To support media coverage of Apple Inc.’s speculated merger acquisition of microprocessor Intellectual Property (IP) provider ARM Holdings, iSuppli Corp. is providing the following the fast facts and analysis:

  • Published reports speculate Apple could be considering a purchase of ARM Holdings, a leading supplier of semiconductor IP. The news reports surfaced on Wednesday, April 21, lifting ARM shares up about 7 percent. Responding to acquisition speculation, “Apple does not need to buy the company, they can just license technologies for less,” said Warren East, ARM chief executive officer, in an interview with British newspaper The Guardian.
  • The timing of this speculation is interesting because Google recently announced its IP-driven acquisition of Agnilux, a start-up founded by P.A. Semi professionals who left when that fabless chip designer was acquired by Apple in 2008.

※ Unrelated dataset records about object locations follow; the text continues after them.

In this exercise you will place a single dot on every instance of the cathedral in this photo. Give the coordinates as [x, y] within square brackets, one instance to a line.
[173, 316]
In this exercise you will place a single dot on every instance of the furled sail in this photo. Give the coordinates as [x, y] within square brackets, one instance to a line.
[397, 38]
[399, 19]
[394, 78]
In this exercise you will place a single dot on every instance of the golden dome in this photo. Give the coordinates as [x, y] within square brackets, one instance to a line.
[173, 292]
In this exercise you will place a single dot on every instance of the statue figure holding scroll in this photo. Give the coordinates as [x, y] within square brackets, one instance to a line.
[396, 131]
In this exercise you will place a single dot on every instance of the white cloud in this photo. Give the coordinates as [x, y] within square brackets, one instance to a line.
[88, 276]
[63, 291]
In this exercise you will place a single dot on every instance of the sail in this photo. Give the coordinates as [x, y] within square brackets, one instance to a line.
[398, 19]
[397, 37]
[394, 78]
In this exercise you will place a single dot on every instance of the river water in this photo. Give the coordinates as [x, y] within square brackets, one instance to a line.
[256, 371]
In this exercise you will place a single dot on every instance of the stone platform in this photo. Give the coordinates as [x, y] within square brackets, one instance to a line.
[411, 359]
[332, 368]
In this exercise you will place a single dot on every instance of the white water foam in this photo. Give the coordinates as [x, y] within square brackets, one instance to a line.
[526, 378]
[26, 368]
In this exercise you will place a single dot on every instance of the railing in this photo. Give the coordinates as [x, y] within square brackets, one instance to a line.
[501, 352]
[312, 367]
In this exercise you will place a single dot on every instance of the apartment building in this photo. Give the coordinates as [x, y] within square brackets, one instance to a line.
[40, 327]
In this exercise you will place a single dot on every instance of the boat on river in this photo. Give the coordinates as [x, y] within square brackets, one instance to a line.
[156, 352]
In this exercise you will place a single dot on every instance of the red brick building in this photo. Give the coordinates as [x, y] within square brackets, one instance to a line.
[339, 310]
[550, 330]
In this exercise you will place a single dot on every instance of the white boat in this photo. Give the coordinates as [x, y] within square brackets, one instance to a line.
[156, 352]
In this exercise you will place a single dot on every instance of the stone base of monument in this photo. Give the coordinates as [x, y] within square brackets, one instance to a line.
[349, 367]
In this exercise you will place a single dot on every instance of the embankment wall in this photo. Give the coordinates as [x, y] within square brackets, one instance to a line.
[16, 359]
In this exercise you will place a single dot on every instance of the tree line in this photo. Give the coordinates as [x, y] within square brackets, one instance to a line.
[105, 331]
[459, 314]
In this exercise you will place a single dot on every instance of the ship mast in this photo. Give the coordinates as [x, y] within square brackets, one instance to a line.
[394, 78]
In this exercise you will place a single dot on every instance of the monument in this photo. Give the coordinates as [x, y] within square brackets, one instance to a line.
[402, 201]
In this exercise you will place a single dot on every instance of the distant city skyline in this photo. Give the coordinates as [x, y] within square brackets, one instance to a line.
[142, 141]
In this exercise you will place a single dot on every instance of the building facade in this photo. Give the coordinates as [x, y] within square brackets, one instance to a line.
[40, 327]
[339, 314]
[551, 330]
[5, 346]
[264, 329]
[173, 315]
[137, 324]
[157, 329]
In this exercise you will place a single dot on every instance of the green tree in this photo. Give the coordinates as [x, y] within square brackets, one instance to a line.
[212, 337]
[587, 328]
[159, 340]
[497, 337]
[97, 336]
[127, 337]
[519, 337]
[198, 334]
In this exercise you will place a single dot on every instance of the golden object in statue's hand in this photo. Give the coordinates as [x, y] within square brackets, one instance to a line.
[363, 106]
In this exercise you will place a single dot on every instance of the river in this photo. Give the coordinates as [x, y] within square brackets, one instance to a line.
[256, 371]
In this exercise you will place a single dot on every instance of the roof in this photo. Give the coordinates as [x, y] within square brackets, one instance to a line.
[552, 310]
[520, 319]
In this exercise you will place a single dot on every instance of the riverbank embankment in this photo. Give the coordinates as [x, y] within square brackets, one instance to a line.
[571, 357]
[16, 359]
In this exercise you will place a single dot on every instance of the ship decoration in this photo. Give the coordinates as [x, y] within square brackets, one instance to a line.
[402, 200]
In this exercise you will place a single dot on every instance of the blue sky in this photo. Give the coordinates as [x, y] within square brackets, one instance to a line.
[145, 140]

  • ARM’s IP plays an important role in mobile devices, including the iPhone, iPod touch and iPad. ARM designs microprocessor circuits that are widely used because the company is a leader in power efficiency, delivering the most calculations for the fewest electrons. In 2009, ARM signed 87 new semiconductor IP licenses, bringing its total to 662. Interestingly, ARM estimates that every semiconductor company would need to spend between $50 million and $150 million annually to reproduce what ARM does. ARM-based chips can be found in the majority of mobile phones presently sold.
  • “Just because ARM’s IP plays an important role in mobile devices, that doesn’t necessarily mean ARM is of strategic value to Apple,” said William Kidd, director and principal analyst, financial services for iSuppli. “iSuppli thinks ARM would represent a costly acquisition with little in the way of true strategic benefits. The acquisition would not give Apple’s products a competitive edge/differentiating value. iSuppli also doesn’t buy into prevailing speculation that there could be significant value in denying other competitors access to ARM’s IP, since the majority of the impact would be felt by companies like Broadcom, Samsung and Texas Instruments, which are not exactly Apple’s biggest rivals. In any case, there would be no visible end-market impact seen for two years at a minimum.”
  • If Apple were to acquire ARM, iSuppli believes chip makers would worry about Apple’s inward-looking corporate style. “Many major semiconductor companies already have long and broad use of current ARM technology, and we suspect that their business engagement with ARM allows for future access as well. If you take this theory out further, it would be problematic for chipmakers to stop using ARM, not just because of their reliance on an ARM-designed microprocessors per se, but because redesigning the software/firmware of some baseband designs would be very time consuming and disruptive. We speculate that other ARM bidders could come out—but only if Apple truly emerges as a bidder,” Kidd added.